What has been the most challenging piece of music you have ever performed?
As a period horn player we get more than our fair share of challenges. One of the top challenges in the baroque repertoire is the Bach Cantata BWV 79  – the main challenge is it just does not stop. There’s a point in it when, just as you begin to flag, Bach suddenly shifts it up a gear – elating stuff but the stamina required is demanding to the extent that you have to put your life on hold for a few weeks and only prepare for this one work.

Does anyone in The Sixteen have any annoying or unusual habits?!
Oh, no annoying habits that I can think of. One wonderful habit which always makes me happy is our principal trumpet player Bob Farley’s wardrobe.

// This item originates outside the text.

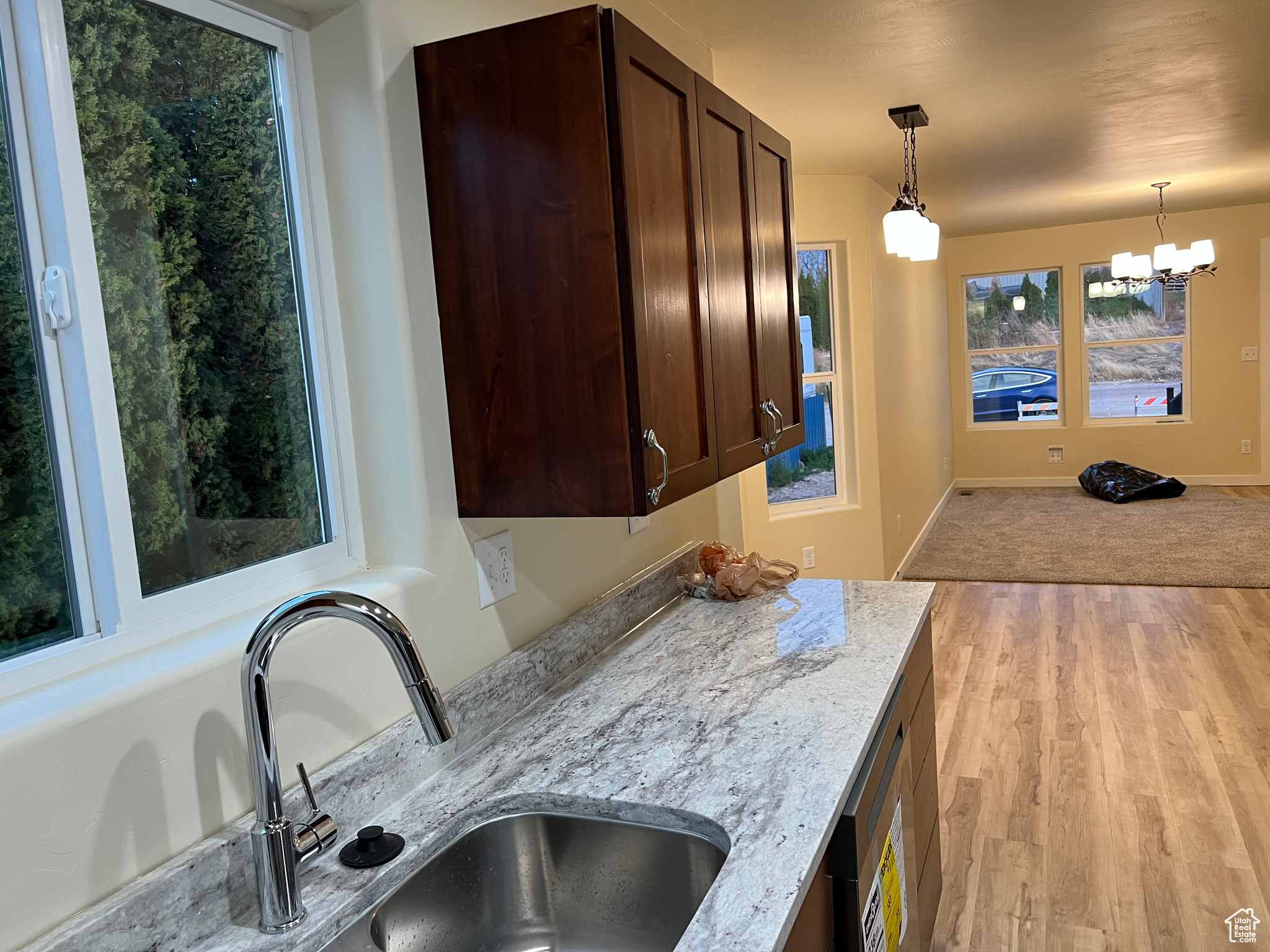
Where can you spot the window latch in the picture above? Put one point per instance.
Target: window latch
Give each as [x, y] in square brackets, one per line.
[55, 294]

Bob is a huge thrash metal fan (at least I think that’s the right genre) and has an amazing collection of band t-shirts. He’ll probably think I’m teasing but I love his enthusiasm and individualism and also his trumpet playing!

Do you have a party trick and if so, what is it?!
I can recite the alphabet backwards if that’s of any use?

Who were you, or would you be nervous to meet?
Simon Russell Beale! He’s a hero of mine – I’ve seen him several times at the National Theatre. Sadly the horns were only needed for one day of the Sacred Music programme when we performed the Faure Requiem but I got to meet him then. I still slightly regret not gushing about how great I think he is but decided that’d be not cool. How about another series Harry? This time with more horns?

What do you think you would be doing if you weren’t a musician?
Tricky one. Whilst I was at school this wouldn’t have appealed but I reckon some sort of historian. I spend a lot of my life in dusty libraries digging out forgotten works and researching performance practice. I’d love to do a PhD sometime into one of my pet subjects and think something in this direction would have been an alternative life if I wasn’t a musician.

What would your ultimate desert island disc be?
Beethoven for sure – probably Symphony No. 7 which I just adore – though maybe No. 3.

What would you eat for your last supper?
My ultimate comfort food – macaroni cheese.

And the obligatory question…What football team do you support?!
Urgh. Sorry Harry! Not my thing at all. For what it’s worth I’ve always reckoned if you have to support a team you should be obliged to back your local team which, for me, would mean Charlton.